Although containing general information about fund investing, this post likely will be of particular interest to members following SMI's Sector Rotation strategy.
Mutual funds that are posting great performance numbers sometimes close to new investors. We've seen that happen more than a few times with funds picked as SMI Upgrading recommendations.
Why would a fund manager put up a "Sorry, We're Closed" sign? For reasons both practical and legal.
Morningstar explains the practical side:
[A fund may close to protect current] investors. If a fund's asset base gets too large to effectively execute its investing style, it could cause the managers to stray from their process.
This concern is common for smaller-cap funds, especially when small-cap stocks are on a roll. As the small-cap fund’s assets grow, it’s harder to build meaningful positions in tiny businesses because larger trades are more likely to have an impact on the underlying stocks' prices....
And changing the process to accommodate more money — for instance, moving toward more-liquid investments or running the fund in a less concentrated style — increases the probability that the fund will behave differently going forward, dulling its merit for shareholders.
At Seeking Alpha, writer Dean Young explains it this way:
Most active funds that perform well over a short period of time get significant inflows. Soon, the fund becomes too large to easily replicate the previous performance, especially if the fund is invested in small cap stocks. Investors sell out after poor performance, causing the underlying holdings to fall, causing more sell outs.
For the legal aspect, here's a snippet from 20somethingfinance:
According to the Investment Company Act of 1940, diversified mutual funds are only allowed to buy into positions of companies that equal at most 5% of the value of the fund (you will notice that in holding disclosures that some stocks may be over 5% of a fund's holdings, but this is due to capital gains, not buying a larger position).
This law, combined with bloated assets in a fund usually results in the fund being forced to buy into more and more companies.... It becomes increasingly harder for that fund to outperform.

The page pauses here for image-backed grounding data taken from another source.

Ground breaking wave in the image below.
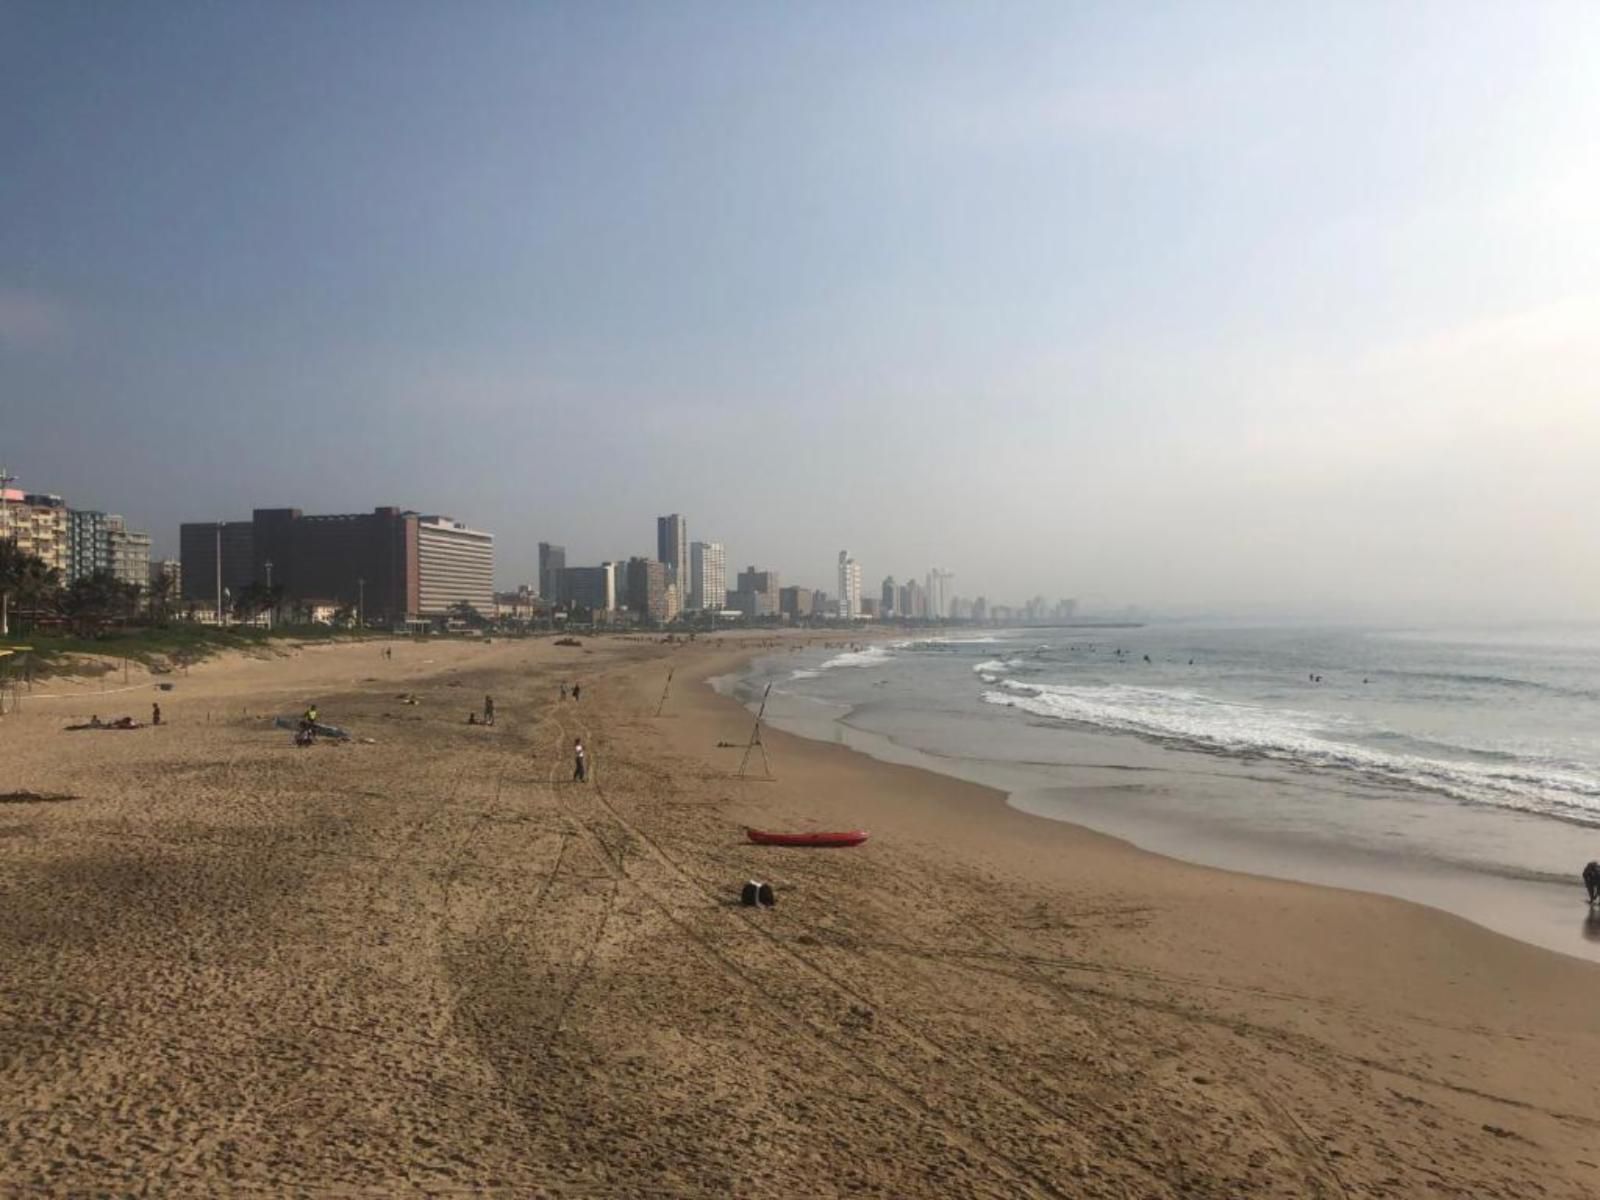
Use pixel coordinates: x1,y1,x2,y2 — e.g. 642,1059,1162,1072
984,680,1600,826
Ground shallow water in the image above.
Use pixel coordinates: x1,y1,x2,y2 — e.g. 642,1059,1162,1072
722,624,1600,963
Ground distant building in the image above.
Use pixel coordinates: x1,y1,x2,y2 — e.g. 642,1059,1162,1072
778,585,813,619
416,516,494,618
860,597,877,618
656,515,688,611
558,563,616,612
494,586,536,621
735,566,779,617
68,510,111,580
105,515,151,591
149,557,181,594
247,506,417,622
181,506,493,624
926,569,953,620
623,557,668,622
179,520,257,616
538,542,566,603
880,576,896,617
688,540,725,612
837,551,861,619
1,491,69,573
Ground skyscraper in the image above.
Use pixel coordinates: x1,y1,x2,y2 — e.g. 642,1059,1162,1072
538,542,566,603
837,551,862,619
881,576,896,617
656,515,688,611
689,540,725,611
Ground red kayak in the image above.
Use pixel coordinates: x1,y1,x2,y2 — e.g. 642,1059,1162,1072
747,828,869,848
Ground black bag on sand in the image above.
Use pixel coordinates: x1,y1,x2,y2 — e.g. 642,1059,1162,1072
741,880,761,907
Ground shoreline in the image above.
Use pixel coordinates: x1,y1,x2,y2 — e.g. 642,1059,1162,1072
2,632,1597,1196
720,645,1600,964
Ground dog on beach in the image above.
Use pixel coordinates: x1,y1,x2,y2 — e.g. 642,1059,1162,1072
1585,861,1600,905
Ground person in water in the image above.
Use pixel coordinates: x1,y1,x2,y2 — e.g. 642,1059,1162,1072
573,738,587,782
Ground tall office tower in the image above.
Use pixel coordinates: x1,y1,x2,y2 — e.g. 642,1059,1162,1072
538,542,566,603
925,568,954,620
689,540,725,611
656,514,687,584
880,576,896,616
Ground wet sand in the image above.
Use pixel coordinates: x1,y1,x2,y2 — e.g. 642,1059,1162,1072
1,633,1597,1196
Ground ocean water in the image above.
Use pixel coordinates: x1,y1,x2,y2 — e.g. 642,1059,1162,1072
725,625,1600,961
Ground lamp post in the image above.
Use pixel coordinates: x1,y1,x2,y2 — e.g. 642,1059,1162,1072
357,577,365,630
264,559,273,629
215,523,224,625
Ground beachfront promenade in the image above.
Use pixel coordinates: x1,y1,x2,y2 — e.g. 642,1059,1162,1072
2,634,1596,1196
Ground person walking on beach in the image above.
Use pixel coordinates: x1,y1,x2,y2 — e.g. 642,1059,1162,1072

It loses its competitive edge.
In some cases, a fund may close to new investors for only a few months. In other cases, new investors are kept out for many years. Example: A mid-cap fund run by T. Rowe Price reopened in 2020 after being closed to new investors for more than a decade!
Unlike traditional funds, ETFs can't close
Having too much money to manage has never been an issue for exchange-traded funds (ETFs) — until now. Few ETFs were actively managed, and those that were didn't attract much money. Things have changed, as the nearby graph shows.
But unlike traditional funds, ETFs — which have a different structure than traditional funds — can't close to new investors. Even in the face of massive inflows, a fund manager can't hang up a sign that says, "Sorry, We're Closed."